Mary K. Greer has a good post on the subject of Tarot cards and skeptics' view of them and the people who do readings. What jumped out at me was the following quote from a mentalist who uses Tarot cards purely as theater props: "All YOU the tarot reader have to do is make your readings entertaining and the repeat bookings will flow in. In the end it is YOU not the cards who are doing the reading, never forget that."
I found this observation quite interesting, since it is the polar opposite of my own approach (and I would guess, of most other Tarotists'). During a reading I try to stay out of the way, to become as transparent as I can, in order to allow the cards to speak. My responsibility is to communicate what the cards have to say to the querent as clearly, honestly, and compassionately as I can, with an awareness of my own limitations and shortcomings.
Obviously, intuition plays an important role in any reading, given that the cards have multiple meanings. Depending on a number of factors, such as a card's placement and the other cards surrounding it, the Tarot reader must be able to discern the most relevant and appropriate interpretation. I also pay attention to the ideas or images that pop into my head while I read the cards. Therefore, cultivating one's own particular intuitive or empathic gifts, along with a lifelong study of the Tarot cards' history and symbolism, are required to give useful readings.
I've done readings for family and close friends, where I know a lot about them, as well as for total strangers, and oddly enough I find that it's easier in some ways to do a reading when I don't know anything about the querent and their situation. In the case of someone I've not met before, I don't have to worry about filtering out my biases or presumptions, and can simply focus on what I see before me in the spread. It goes back to the issue of transparency, and being receptive to the Tarot cards rather than imposing my own interpretations onto them. Ideally I am simply a conduit for the information conveyed by the cards. It is truly the cards, and not me, doing the reading.

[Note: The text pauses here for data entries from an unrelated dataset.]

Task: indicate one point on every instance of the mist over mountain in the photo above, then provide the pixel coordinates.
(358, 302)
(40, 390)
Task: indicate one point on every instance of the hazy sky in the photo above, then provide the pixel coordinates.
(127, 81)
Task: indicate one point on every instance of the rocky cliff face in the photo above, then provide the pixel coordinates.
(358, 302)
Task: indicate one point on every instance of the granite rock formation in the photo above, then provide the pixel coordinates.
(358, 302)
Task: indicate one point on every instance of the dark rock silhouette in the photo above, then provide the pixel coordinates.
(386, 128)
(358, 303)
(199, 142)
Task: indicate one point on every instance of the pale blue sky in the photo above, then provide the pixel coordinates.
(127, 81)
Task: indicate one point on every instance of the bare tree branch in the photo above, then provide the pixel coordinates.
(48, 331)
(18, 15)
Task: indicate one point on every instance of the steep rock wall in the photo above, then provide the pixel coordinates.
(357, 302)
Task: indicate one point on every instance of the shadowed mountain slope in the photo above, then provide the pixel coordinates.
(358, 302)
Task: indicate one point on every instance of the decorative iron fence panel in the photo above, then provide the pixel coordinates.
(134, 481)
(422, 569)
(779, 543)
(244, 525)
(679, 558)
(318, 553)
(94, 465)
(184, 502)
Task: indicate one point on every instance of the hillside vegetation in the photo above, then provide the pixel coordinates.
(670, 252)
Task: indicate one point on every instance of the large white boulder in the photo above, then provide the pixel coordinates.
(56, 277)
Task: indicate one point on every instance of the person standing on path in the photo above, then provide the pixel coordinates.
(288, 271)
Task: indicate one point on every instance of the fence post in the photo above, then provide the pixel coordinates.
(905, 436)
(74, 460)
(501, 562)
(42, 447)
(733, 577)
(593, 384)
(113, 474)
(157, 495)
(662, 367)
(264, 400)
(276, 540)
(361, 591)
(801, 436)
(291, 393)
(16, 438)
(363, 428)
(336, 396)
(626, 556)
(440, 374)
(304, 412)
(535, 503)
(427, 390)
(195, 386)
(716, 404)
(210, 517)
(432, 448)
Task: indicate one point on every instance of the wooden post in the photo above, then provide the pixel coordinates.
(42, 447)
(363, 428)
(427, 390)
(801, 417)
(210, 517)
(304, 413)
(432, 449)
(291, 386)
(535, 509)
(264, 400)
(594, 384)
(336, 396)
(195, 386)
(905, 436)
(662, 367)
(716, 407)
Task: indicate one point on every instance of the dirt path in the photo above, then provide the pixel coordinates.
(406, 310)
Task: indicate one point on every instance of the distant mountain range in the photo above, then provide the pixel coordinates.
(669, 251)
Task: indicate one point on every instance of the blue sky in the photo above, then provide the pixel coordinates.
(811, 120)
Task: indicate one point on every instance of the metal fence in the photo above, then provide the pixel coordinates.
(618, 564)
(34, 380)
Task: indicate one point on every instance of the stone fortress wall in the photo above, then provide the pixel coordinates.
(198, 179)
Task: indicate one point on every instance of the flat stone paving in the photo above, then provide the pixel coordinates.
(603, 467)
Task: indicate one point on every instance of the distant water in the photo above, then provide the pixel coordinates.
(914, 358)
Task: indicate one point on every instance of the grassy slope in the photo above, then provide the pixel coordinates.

I am continually awed and humbled by the myriad, rich insights a reading can provide the querent. I won't pretend to understand how the process of shuffling cards and laying them out upon a table can produce a coherent, meaningful reading. I have had numerous experiences during a reading when the cards came together beautifully, each one supporting and elaborating the other. Arthur C. Clarke famously observed that "Any sufficiently advanced technology is indistinguishable from magic." The limits of my own understanding of the principles underlying the universe that is the Tarot only spurs me to continue learning and exploring this remarkable creation.